All phases except 0 in the phase spectrum are π. Because cos(t+Pi)=-cos(t), in fact, the wave with phase Pi just flips up and down. For the Fourier series of periodic square waves, such a phase spectrum is very simple. In addition, it is worth noting that because cos(t+2Pi)=cos(t), the phase difference is periodic, and Pi is the same as 3pi, 5pi and 7pi. The range of the artificially defined phase spectrum is (-π, π), so the phase difference in the figure is π.

Fourier series is a periodic continuous function in time domain and an aperiodic discrete function in frequency domain. Fourier transform is actually the Fourier transform of an infinite periodic function.

These discrete sine waves are getting closer and closer, and gradually become continuous ... The superposition of discrete spectra has become the accumulation of continuous spectra. Therefore, in calculation, it has changed from a summation symbol to an integral symbol.

A vertical imaginary axis: the real axis and the imaginary axis are isomorphic to form a complex plane, also known as the complex plane. A function of rotating multiplication of imaginary number I.

It is a point that moves in a circle on the complex plane with time, and becomes a helix on the time axis with time. If we only look at its real part, that is, the projection of the left helix, it is the most basic cosine function. The projection on the right is a sine function.

E^(it) can be understood as a spiral rotating counterclockwise, then E (-it) can be understood as a spiral rotating clockwise. Cos (t) is half of the superposition of these two spirals with different rotations, because the imaginary parts of these two spirals cancel each other out.
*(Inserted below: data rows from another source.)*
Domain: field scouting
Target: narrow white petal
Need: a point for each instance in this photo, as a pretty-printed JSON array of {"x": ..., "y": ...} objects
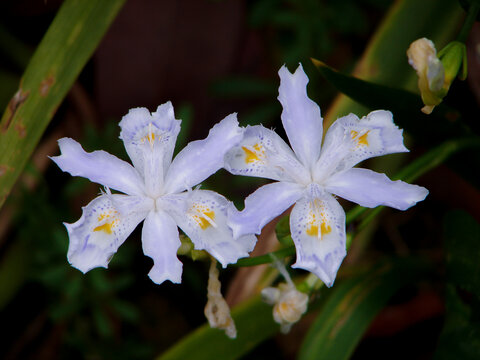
[
  {"x": 150, "y": 140},
  {"x": 317, "y": 226},
  {"x": 201, "y": 158},
  {"x": 369, "y": 188},
  {"x": 160, "y": 241},
  {"x": 97, "y": 235},
  {"x": 262, "y": 206},
  {"x": 301, "y": 116},
  {"x": 202, "y": 215},
  {"x": 262, "y": 153},
  {"x": 351, "y": 140}
]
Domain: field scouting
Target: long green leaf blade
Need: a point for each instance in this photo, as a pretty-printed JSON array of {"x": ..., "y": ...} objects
[
  {"x": 352, "y": 306},
  {"x": 66, "y": 47}
]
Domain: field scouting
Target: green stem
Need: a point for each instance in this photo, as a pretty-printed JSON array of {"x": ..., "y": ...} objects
[{"x": 469, "y": 20}]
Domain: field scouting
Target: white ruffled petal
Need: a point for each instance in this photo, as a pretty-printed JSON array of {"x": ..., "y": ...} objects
[
  {"x": 98, "y": 166},
  {"x": 262, "y": 153},
  {"x": 369, "y": 188},
  {"x": 301, "y": 116},
  {"x": 262, "y": 206},
  {"x": 202, "y": 215},
  {"x": 351, "y": 140},
  {"x": 97, "y": 235},
  {"x": 150, "y": 140},
  {"x": 317, "y": 226},
  {"x": 160, "y": 241},
  {"x": 201, "y": 158}
]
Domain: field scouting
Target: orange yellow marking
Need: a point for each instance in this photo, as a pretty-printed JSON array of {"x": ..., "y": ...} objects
[
  {"x": 361, "y": 140},
  {"x": 253, "y": 153},
  {"x": 205, "y": 216}
]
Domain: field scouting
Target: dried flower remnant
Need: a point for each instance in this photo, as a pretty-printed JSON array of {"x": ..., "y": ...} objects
[{"x": 217, "y": 310}]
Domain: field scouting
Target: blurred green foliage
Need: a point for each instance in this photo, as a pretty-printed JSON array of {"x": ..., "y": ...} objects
[{"x": 45, "y": 303}]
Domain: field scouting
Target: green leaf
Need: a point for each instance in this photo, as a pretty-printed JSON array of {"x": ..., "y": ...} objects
[
  {"x": 441, "y": 124},
  {"x": 460, "y": 337},
  {"x": 254, "y": 322},
  {"x": 352, "y": 306},
  {"x": 69, "y": 42}
]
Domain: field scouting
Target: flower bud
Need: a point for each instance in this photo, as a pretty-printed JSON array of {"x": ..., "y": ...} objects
[{"x": 436, "y": 73}]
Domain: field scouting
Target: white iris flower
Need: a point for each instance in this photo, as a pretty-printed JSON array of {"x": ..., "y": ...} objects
[
  {"x": 157, "y": 190},
  {"x": 312, "y": 175}
]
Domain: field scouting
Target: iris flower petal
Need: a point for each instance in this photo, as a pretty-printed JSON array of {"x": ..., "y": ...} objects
[
  {"x": 97, "y": 235},
  {"x": 266, "y": 203},
  {"x": 160, "y": 241},
  {"x": 202, "y": 215},
  {"x": 150, "y": 140},
  {"x": 301, "y": 116},
  {"x": 317, "y": 226},
  {"x": 201, "y": 158},
  {"x": 370, "y": 189},
  {"x": 351, "y": 140},
  {"x": 263, "y": 153},
  {"x": 98, "y": 166}
]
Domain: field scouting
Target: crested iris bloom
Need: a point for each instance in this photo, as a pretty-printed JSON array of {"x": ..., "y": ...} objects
[
  {"x": 157, "y": 190},
  {"x": 310, "y": 175}
]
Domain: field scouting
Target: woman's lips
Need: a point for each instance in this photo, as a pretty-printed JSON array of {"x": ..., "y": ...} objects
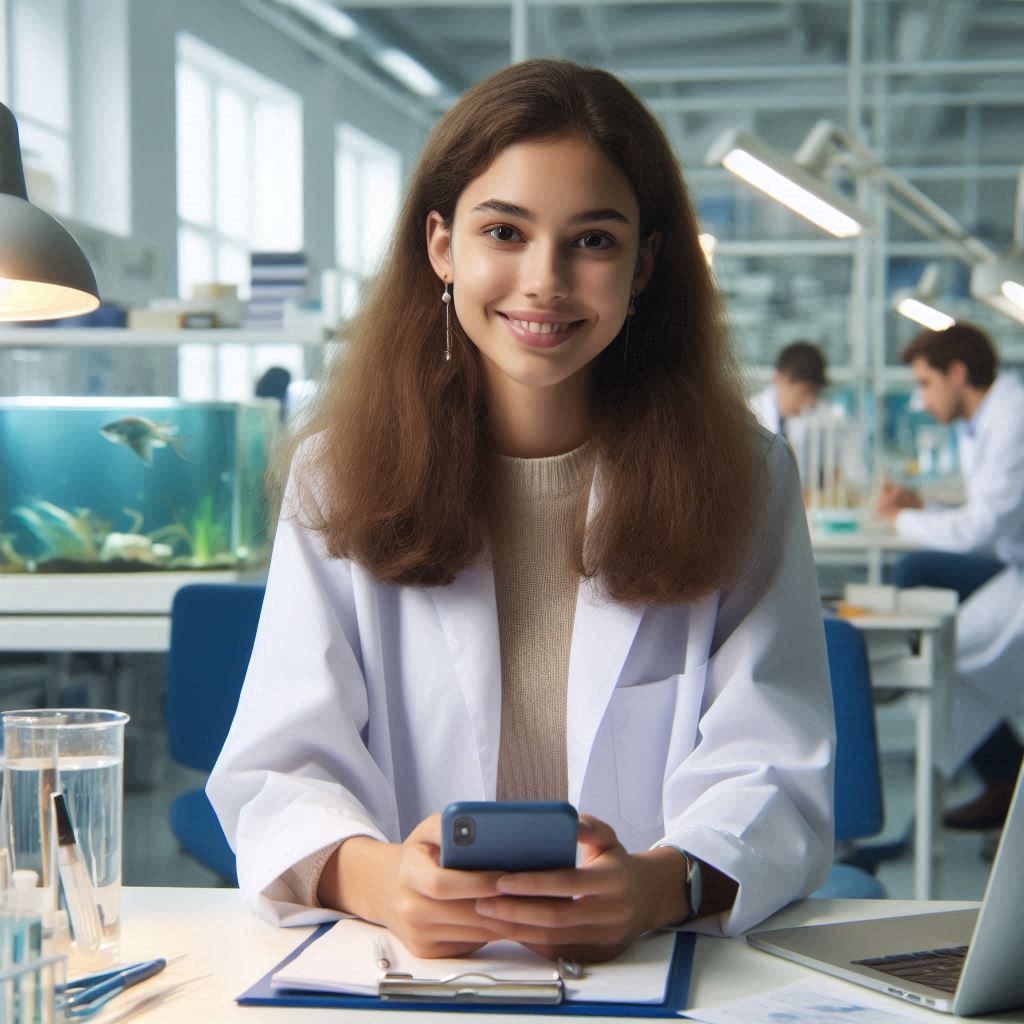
[{"x": 543, "y": 336}]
For the convenience of looking at the picture like a big conch, I only showed the positive frequency part, but not the negative frequency part. If you look carefully, you can see every spiral on the conch map clearly. Each spiral has a different amplitude (rotation radius), frequency (rotation period) and phase. Connecting all the spirals into a plane is this conch picture.

The two-dimensional Hanning filter window is used for digital weighted filtering, which gives greater weight to the fundamental frequency and less weight to the part far away from the fundamental frequency, making the phase unwrapping work easier.